BAGIAN 45

5K 234 1
                                    

"MENURUT kamu bagusan ini atau yang ini?"

Fio menyodorkan dua VCD sekaligus kepada Zafi untuk meminta pendapat darinya.

"Ini bagus, tapi aku lebih suka yang satunya." Zafi menyodorkan kembali benda itu kepada Fio.

"Kenapa lebih suka yang ini?" Fio memandangi VCD yang ditunjuk Zafi barusan, lalu ia kembali menatap wajah Zafi.

"Aku udah nonton dua-duanya. Tapi lebih bagus yang itu si, kalau kamu minta pendapat aku. Terserah kamu aja mau pilih yang mana."

Fio terkekeh mendengar itu, "dasar funboy," ejek Fio.

"Funboy gini kamu juga demen, kan?" Zafi menaikkan satu alis tebalnya yang berada disebelah kiri.

Dada lebar Zafi didorong Fio ke belakang, "ih apaan si?" Zafi hanya bisa terkekeh kecil. Fio salah tingkah. Salahkan jika Fio merasa baper untuk sekarang?

***

Zafi memasukkan motornya di garasi yang sudah tersedia dihalaman rumahnya. Lantas ia mulai masuk membuka pintu depan rumah. Mobil Aksa ada dihalaman rumah, itu artinya Papanya sudah pulang. Zafi berharap tidak ada Maya didalam rumah, hal itu akan membuat mood dirinya akan hancur seketika.

Memikirkan perempuan itu saja rasanya Zafi sudah ingin muntah, Zafi menutup pintu kembali dan berjalan ke dapur untuk mengambil minuman bersoda dari dalam kulkas.
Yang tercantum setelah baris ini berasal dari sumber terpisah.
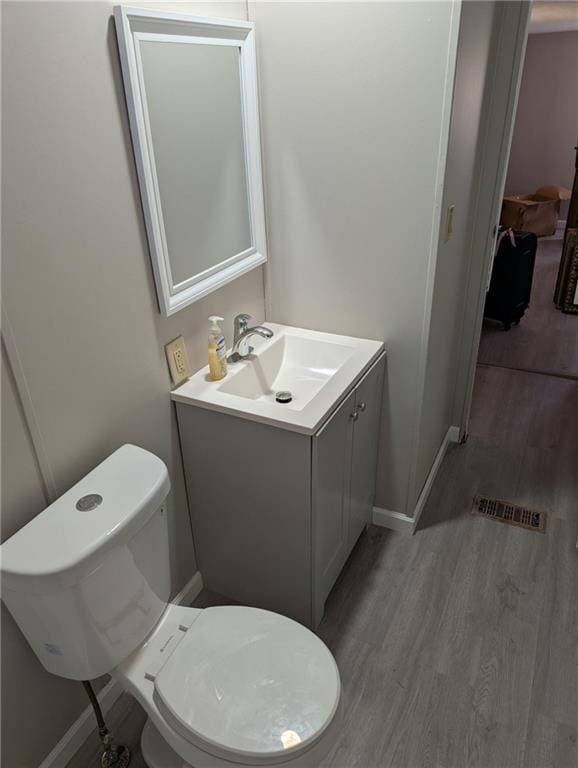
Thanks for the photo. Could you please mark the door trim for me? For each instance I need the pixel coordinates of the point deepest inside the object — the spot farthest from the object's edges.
(497, 126)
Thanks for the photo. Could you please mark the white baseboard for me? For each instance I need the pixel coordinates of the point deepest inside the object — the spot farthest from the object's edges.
(451, 436)
(81, 729)
(397, 521)
(388, 518)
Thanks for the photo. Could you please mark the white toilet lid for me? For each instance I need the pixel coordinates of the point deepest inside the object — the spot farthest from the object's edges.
(249, 684)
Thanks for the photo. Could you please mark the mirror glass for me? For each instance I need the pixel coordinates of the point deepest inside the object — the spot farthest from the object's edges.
(194, 108)
(191, 93)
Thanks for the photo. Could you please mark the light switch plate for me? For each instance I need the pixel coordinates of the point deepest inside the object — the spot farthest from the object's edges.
(178, 360)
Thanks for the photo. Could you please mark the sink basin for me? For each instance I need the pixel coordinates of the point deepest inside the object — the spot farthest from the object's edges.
(296, 364)
(317, 369)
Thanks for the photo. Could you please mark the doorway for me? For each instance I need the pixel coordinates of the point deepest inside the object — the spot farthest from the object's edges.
(503, 87)
(538, 186)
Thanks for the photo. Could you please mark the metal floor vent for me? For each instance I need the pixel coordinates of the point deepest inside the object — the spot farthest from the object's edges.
(509, 513)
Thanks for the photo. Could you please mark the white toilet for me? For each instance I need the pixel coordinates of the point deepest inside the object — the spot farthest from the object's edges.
(88, 581)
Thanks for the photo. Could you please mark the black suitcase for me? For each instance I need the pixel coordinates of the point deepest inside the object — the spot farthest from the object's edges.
(512, 273)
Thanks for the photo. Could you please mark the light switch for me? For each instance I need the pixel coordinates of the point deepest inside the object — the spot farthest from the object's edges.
(449, 223)
(178, 360)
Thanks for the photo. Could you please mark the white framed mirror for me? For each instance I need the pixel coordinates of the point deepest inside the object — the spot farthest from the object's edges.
(191, 92)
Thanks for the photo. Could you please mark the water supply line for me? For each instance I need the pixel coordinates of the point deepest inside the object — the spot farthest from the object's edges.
(112, 755)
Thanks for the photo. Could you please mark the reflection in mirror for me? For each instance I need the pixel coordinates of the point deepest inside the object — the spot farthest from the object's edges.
(191, 91)
(196, 129)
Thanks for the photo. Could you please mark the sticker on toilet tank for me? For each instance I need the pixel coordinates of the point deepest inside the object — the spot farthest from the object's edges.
(56, 650)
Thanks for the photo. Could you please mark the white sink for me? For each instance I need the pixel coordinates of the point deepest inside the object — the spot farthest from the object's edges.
(316, 368)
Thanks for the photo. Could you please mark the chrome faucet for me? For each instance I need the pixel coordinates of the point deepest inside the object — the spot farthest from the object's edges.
(242, 332)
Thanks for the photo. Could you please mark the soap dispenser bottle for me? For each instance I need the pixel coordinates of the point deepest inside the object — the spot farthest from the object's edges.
(217, 350)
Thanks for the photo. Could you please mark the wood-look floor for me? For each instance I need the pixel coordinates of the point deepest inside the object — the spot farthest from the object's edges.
(546, 339)
(458, 647)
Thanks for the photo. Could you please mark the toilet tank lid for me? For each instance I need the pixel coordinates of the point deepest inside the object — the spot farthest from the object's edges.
(104, 509)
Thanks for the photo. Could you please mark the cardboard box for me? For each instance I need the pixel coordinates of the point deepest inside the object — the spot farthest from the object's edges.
(536, 213)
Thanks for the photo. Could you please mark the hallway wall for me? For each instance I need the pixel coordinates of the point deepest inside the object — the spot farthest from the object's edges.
(546, 128)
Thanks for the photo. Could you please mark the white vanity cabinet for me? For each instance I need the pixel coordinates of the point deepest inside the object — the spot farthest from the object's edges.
(344, 462)
(275, 513)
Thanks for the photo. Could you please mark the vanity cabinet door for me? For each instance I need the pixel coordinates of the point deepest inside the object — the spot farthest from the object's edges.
(330, 509)
(368, 396)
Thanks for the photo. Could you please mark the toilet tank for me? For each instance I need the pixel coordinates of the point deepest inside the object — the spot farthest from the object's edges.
(89, 578)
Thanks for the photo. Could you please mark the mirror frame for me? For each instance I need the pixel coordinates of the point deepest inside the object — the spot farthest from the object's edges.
(130, 25)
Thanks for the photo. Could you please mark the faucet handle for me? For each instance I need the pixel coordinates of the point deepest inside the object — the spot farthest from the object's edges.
(241, 320)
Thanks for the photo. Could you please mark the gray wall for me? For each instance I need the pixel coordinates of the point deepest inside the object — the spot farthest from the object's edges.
(451, 267)
(78, 289)
(352, 101)
(546, 128)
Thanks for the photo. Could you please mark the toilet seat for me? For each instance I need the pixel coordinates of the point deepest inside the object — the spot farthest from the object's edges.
(172, 675)
(248, 686)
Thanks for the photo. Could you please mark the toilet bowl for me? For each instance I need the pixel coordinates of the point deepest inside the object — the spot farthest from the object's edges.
(87, 581)
(231, 686)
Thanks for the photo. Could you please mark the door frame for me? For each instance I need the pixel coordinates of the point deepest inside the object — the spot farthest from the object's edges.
(503, 81)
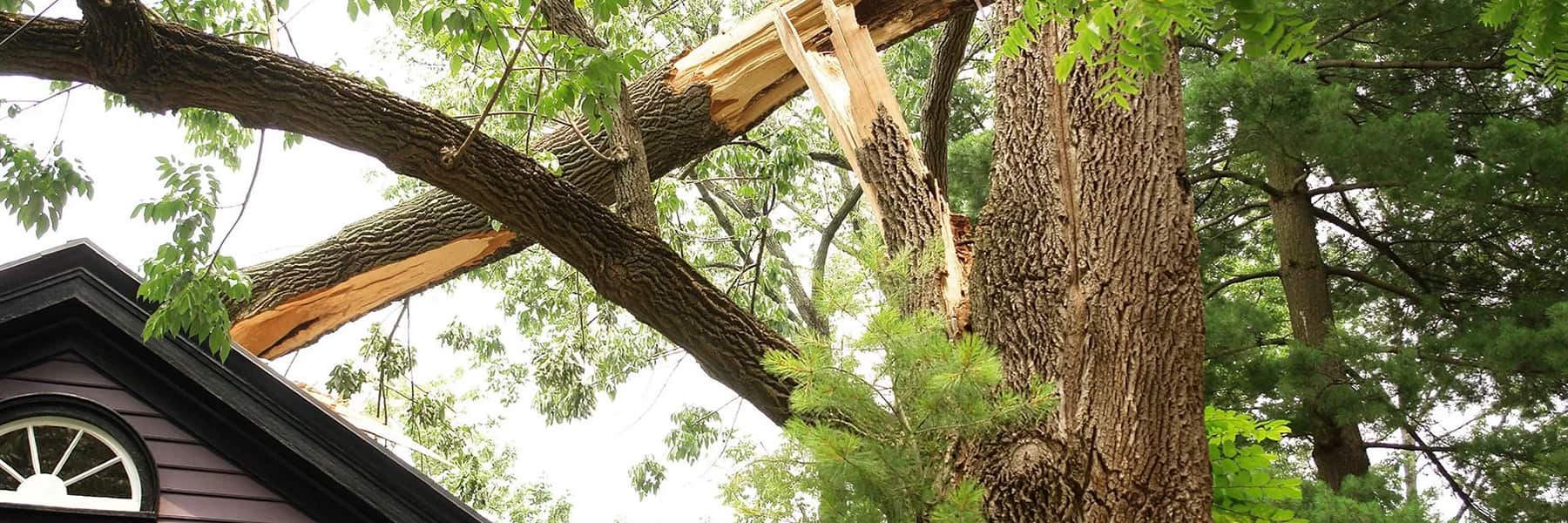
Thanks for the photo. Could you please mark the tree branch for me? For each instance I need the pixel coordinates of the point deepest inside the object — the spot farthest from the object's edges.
(686, 109)
(819, 262)
(936, 107)
(1348, 187)
(1252, 181)
(1405, 446)
(1377, 244)
(1356, 24)
(1374, 282)
(1416, 65)
(1242, 278)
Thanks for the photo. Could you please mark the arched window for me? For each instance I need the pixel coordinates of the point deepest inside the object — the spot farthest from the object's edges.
(70, 452)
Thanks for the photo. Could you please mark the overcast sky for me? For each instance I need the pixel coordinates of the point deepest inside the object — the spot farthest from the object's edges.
(308, 194)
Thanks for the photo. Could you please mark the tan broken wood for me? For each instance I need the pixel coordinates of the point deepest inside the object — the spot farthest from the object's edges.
(686, 109)
(862, 113)
(309, 316)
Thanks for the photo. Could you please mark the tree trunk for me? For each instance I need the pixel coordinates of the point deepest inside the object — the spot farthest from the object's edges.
(1338, 448)
(162, 66)
(632, 197)
(862, 113)
(686, 109)
(1087, 275)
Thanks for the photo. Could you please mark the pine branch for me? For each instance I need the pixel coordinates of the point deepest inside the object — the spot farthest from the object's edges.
(1415, 65)
(1374, 282)
(1358, 24)
(1242, 278)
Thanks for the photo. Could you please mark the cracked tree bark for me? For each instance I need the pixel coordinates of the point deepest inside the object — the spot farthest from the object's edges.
(1087, 275)
(695, 104)
(1338, 446)
(862, 113)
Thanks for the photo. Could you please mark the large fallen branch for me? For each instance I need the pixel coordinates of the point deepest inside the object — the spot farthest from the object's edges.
(162, 66)
(686, 109)
(862, 113)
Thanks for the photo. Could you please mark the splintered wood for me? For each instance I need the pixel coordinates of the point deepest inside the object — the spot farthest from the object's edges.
(862, 113)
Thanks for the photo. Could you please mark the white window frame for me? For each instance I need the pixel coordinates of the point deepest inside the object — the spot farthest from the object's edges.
(70, 501)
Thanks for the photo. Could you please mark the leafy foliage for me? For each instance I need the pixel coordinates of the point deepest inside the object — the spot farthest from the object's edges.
(1244, 483)
(188, 278)
(35, 187)
(646, 476)
(1540, 37)
(470, 460)
(872, 448)
(1132, 38)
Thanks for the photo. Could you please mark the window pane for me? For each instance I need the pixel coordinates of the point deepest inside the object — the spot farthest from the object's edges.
(52, 444)
(90, 452)
(110, 483)
(13, 450)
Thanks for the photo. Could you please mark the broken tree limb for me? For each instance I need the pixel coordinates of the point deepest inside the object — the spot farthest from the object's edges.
(162, 66)
(862, 113)
(686, 109)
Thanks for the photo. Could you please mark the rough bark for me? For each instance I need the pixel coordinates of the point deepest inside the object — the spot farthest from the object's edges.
(1338, 448)
(862, 113)
(700, 101)
(160, 66)
(938, 105)
(380, 260)
(1087, 275)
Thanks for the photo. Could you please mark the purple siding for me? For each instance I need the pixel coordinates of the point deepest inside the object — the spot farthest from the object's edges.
(196, 484)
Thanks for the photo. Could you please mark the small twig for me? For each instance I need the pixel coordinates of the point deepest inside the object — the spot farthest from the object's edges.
(49, 98)
(452, 159)
(572, 126)
(256, 172)
(29, 23)
(245, 31)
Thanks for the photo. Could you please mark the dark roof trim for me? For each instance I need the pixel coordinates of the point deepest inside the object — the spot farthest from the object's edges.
(78, 299)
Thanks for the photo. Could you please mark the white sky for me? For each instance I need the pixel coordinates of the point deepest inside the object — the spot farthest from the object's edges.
(308, 194)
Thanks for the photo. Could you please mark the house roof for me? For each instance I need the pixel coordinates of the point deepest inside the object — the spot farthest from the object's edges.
(76, 297)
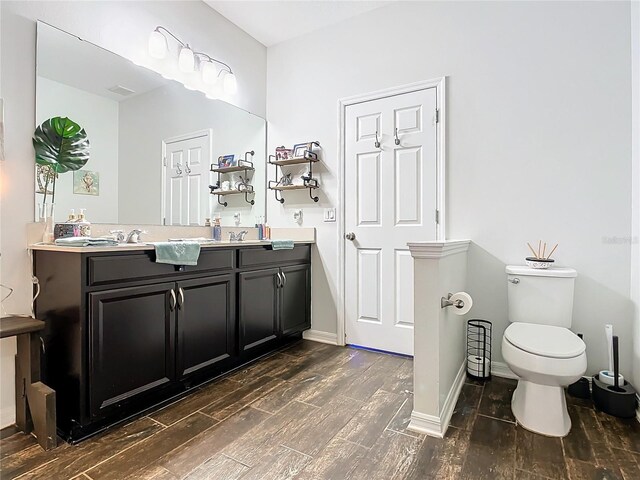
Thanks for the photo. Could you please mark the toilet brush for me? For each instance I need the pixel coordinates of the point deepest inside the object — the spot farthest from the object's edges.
(618, 399)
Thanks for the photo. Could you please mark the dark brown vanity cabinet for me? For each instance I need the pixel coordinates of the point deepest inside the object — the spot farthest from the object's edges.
(124, 334)
(131, 337)
(274, 302)
(206, 333)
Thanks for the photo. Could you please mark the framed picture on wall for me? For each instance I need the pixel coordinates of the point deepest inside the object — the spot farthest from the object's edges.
(86, 182)
(300, 148)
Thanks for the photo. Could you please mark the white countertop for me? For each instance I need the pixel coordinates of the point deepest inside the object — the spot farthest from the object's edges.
(128, 247)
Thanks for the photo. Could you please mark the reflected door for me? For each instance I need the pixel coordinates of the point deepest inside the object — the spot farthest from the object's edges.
(390, 200)
(186, 195)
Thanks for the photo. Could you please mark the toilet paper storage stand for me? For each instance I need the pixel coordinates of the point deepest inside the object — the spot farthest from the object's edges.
(447, 302)
(479, 349)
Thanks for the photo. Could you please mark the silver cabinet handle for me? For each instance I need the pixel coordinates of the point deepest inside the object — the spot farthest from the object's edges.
(173, 301)
(181, 298)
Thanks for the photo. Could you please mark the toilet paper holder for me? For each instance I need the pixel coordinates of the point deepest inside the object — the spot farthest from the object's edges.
(446, 302)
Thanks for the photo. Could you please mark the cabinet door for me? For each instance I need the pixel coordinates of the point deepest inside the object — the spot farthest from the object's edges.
(131, 347)
(258, 308)
(295, 303)
(205, 323)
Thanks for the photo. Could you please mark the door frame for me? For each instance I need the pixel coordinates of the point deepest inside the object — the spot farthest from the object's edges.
(179, 138)
(439, 84)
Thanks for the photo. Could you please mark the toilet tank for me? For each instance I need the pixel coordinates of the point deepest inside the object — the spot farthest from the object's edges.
(541, 296)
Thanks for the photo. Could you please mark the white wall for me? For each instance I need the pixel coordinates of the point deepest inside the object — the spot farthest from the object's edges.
(635, 178)
(145, 122)
(539, 128)
(99, 117)
(122, 27)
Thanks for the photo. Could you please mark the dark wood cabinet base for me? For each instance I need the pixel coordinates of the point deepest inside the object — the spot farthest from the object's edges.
(124, 334)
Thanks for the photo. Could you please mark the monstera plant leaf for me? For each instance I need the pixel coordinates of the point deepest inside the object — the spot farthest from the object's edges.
(61, 144)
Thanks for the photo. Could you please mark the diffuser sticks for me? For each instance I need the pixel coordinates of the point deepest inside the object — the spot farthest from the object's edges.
(540, 253)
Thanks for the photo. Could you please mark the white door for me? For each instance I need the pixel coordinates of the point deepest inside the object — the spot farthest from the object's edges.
(187, 162)
(390, 199)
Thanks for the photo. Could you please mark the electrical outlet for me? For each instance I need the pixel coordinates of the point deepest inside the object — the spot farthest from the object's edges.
(329, 214)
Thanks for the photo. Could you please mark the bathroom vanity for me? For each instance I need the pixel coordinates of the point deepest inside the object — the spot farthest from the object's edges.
(124, 334)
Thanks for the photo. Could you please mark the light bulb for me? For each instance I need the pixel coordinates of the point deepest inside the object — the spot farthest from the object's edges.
(157, 45)
(186, 61)
(230, 84)
(214, 92)
(209, 73)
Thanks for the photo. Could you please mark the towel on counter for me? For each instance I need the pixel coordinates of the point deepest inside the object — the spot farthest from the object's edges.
(281, 244)
(177, 253)
(85, 242)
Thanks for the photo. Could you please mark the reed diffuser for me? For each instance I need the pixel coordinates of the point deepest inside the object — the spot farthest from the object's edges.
(540, 257)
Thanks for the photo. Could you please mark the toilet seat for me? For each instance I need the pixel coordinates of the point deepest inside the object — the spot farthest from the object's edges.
(545, 340)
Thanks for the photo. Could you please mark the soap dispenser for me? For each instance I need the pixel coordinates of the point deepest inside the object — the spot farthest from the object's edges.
(83, 224)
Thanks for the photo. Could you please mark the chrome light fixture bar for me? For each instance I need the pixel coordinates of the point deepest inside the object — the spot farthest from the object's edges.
(190, 61)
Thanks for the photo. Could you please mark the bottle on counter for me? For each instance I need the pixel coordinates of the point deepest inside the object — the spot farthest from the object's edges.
(84, 226)
(217, 230)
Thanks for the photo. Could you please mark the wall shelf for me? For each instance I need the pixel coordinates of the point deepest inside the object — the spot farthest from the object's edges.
(310, 183)
(244, 165)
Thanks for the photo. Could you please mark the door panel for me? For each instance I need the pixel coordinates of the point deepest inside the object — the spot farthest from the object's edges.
(131, 343)
(205, 323)
(295, 299)
(258, 308)
(390, 200)
(187, 176)
(369, 188)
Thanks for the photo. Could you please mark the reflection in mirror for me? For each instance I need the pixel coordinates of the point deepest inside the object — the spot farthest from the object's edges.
(152, 141)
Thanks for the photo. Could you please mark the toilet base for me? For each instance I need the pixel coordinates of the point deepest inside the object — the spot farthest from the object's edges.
(541, 409)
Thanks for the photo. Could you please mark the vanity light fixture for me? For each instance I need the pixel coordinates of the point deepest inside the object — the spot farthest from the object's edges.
(212, 71)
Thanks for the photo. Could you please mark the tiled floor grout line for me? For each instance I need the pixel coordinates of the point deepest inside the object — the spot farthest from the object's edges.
(36, 468)
(158, 422)
(394, 415)
(297, 451)
(496, 418)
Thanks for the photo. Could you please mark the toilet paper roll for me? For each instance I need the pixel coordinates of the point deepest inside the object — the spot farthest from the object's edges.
(474, 366)
(466, 300)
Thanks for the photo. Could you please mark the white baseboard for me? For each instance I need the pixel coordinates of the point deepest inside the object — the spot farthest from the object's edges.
(436, 426)
(500, 369)
(322, 337)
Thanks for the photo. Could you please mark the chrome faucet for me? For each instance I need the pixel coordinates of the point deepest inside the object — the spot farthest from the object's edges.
(134, 236)
(118, 235)
(237, 237)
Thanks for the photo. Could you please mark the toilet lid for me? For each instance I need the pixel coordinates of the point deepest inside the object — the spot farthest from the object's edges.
(545, 340)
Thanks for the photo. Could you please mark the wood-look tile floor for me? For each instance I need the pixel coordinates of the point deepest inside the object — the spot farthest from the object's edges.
(315, 411)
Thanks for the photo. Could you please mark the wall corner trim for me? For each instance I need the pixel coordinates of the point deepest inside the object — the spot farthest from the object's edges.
(321, 337)
(436, 426)
(438, 249)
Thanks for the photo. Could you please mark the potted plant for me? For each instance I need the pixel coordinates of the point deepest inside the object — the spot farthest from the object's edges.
(61, 145)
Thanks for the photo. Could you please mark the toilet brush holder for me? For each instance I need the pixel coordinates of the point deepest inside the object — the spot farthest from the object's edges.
(618, 401)
(580, 389)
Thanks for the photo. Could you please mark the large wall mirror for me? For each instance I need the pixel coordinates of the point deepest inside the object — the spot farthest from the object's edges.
(152, 140)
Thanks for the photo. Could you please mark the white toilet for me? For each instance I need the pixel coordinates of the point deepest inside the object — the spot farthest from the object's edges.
(539, 347)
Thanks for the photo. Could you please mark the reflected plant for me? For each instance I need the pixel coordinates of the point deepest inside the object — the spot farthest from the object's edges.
(61, 145)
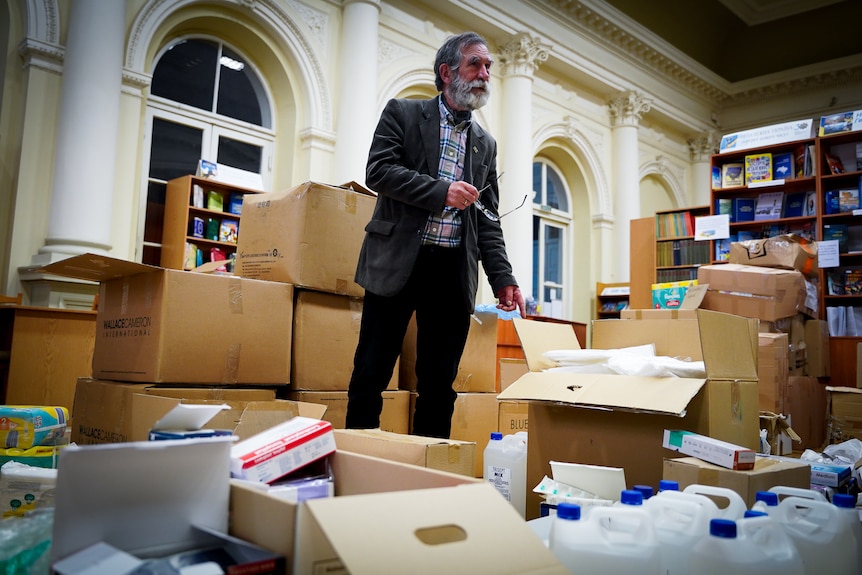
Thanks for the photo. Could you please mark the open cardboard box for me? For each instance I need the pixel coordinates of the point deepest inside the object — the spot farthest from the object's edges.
(110, 411)
(619, 421)
(147, 499)
(370, 526)
(159, 325)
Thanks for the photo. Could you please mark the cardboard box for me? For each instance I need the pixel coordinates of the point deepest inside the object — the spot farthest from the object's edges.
(751, 291)
(444, 454)
(113, 412)
(282, 449)
(618, 421)
(309, 236)
(473, 420)
(808, 409)
(170, 326)
(786, 251)
(844, 406)
(512, 416)
(767, 473)
(325, 334)
(817, 348)
(720, 453)
(477, 371)
(510, 370)
(148, 499)
(772, 372)
(394, 417)
(273, 523)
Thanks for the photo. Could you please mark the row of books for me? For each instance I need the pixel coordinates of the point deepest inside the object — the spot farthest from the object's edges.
(224, 230)
(681, 253)
(674, 225)
(768, 206)
(681, 275)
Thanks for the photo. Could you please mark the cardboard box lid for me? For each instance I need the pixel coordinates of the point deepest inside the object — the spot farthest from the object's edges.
(97, 268)
(140, 495)
(462, 529)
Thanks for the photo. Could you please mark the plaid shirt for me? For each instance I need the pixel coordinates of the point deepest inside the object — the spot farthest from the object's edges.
(444, 228)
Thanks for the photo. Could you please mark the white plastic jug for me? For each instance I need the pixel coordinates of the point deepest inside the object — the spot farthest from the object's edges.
(821, 535)
(505, 467)
(769, 536)
(724, 552)
(736, 506)
(611, 541)
(679, 523)
(847, 505)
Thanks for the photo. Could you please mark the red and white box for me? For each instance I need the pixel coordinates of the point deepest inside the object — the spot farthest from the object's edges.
(281, 449)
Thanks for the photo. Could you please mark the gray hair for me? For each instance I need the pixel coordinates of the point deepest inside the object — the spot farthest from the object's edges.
(450, 53)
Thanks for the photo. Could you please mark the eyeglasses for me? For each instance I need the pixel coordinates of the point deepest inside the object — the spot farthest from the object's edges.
(488, 213)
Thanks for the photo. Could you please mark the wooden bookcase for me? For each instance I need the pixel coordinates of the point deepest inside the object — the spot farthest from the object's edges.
(181, 211)
(611, 295)
(814, 223)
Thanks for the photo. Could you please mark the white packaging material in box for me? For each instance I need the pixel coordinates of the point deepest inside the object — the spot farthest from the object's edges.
(710, 450)
(282, 449)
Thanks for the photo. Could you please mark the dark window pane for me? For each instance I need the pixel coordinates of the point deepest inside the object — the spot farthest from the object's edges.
(239, 154)
(175, 150)
(236, 95)
(186, 73)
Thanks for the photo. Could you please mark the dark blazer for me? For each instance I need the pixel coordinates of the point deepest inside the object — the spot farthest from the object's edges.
(402, 169)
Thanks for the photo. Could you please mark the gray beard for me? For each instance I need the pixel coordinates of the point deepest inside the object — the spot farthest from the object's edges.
(462, 97)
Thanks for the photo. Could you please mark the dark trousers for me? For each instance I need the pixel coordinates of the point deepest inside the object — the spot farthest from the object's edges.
(442, 323)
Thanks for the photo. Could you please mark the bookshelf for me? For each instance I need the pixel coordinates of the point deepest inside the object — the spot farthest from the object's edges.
(208, 223)
(611, 299)
(822, 218)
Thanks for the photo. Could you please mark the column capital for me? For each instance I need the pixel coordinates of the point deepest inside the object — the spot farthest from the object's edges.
(628, 108)
(522, 55)
(703, 145)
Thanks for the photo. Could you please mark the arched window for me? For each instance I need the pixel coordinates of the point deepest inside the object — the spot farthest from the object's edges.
(206, 102)
(551, 221)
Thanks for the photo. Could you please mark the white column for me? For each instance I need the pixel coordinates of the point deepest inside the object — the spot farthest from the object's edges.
(701, 147)
(85, 155)
(357, 90)
(626, 111)
(518, 61)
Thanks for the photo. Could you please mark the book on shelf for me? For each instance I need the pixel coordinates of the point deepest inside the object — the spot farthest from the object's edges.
(836, 166)
(732, 174)
(836, 232)
(743, 209)
(768, 206)
(229, 231)
(758, 168)
(783, 166)
(810, 204)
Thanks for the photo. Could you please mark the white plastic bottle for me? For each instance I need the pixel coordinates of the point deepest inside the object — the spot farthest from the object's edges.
(769, 536)
(736, 506)
(615, 540)
(505, 467)
(679, 523)
(847, 505)
(723, 552)
(821, 535)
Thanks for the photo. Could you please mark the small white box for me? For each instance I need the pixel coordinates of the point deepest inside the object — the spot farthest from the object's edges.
(282, 449)
(710, 450)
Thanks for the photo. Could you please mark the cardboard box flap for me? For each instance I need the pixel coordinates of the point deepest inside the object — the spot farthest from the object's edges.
(729, 344)
(465, 529)
(140, 495)
(537, 337)
(665, 395)
(94, 267)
"Bi, Papa mana? Papa udah pulang kan?" tanya Zafi kepada Bi Kasih--pembantu rumahnya.

"Iya Den, Tuan udah pulang. Tadi Bibi habis buatin teh anget," jelas Bi Kasih. "Oh iya Den, katanya Aden disuruh untuk nemui Tuan di kamar, itu pesan yang Tuan titipkan ke Bibi," lanjut perempuan paruh baya itu yang rambutnya sudah mulai memutih.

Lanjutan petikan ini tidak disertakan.